L'histoire :
Un étranger entre dans une gare avec une heure d’avance. La noirceur de son regard est celle d’un gitan. Il est là pour le dernier train qui traversera la frontière espagnole en cette période où les italiens et les allemands occupent la France. Il s’est enrôlé dans le 5ème régiment après avoir enterré sa famille et ses chevaux, victimes de s’être arrêtés à Guernica. Pourtant, ce jour-là, la ville ne donne pas l’impression d’être un mauvais endroit. Les troupes républicaines sont paisibles, à l’image du reste de la population. La femme demande à son fils d’aller chercher son père, elle a envie de l’avoir près d’elle… mais le vrombissement d’un stuka allemand rompt le calme de la journée. Ils sont les premières victimes d’une attaque au cours de laquelle la ville sera réduite en cendre en trois vagues de bombes au phosphore blanc. Pour les allemands, ce n’est qu’une expérimentation de bombardement aérien destiné à faire table rase d’une ville. Au sol, ce n’est que souffrance et désolation. Tomka, ravagé de douleur, hurle au ciel la malédiction ancestrale de son peuple, chante ses morts et les enterre.
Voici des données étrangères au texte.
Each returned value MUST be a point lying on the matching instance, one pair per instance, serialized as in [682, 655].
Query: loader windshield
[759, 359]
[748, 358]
Puis il se présente dans une caserne encore debout dans ce champs de ruines et s’enrôle dans le bataillon Rosa Luxemburg.
Ce qu'on en pense sur la planète BD :
Pour la réalisation de Tomka le gitan de Guernica, Massimo Carlotto propose à Giuseppe Palumba de mettre en image un de ses textes qui traite d’un gitan exilé malgré lui par la guerre. Ce dernier sait déjà que le héros aura les traits de José Garcia Ortega, le peintre activiste et que Guernica, le point de départ des malheurs de sa vie, aura l’aspect de la ville italienne qui l’accueillit, la sienne, Matera. Le choix de la trichromie pose d’emblée une atmosphère sombre sur cette histoire tragique à bien des égards, qui fut celle bien réelle de nombreux malheureux à l’époque. Le trait graphique pèse aussi son poids dans le malaise qui se dégage de cet enchaînement de mauvais choix d’un homme qui, au début, était bon. L’injustice plane autour de ce gitan au regard résigné, la guerre aura transformé sa vie en cauchemar éveillé, même quand un nouveau départ était possible. Il porte tout au long de l’album cette odeur de mort qui l’habite depuis Guernica. Le dessin, par son côté brouillon, va dans le sens de cette vie sale, jonchée de mauvaises rencontres et de mauvaises inspirations. Malgré tout, le récit parle d’amour et d’honneur, celui d’un gitan qui assume son existence de martyr. Encore une fois le monde de la BD pointe du doigt la cruauté aveugle qui naît de la guerre et encore une fois la mise en parallèle entre les époques est criante.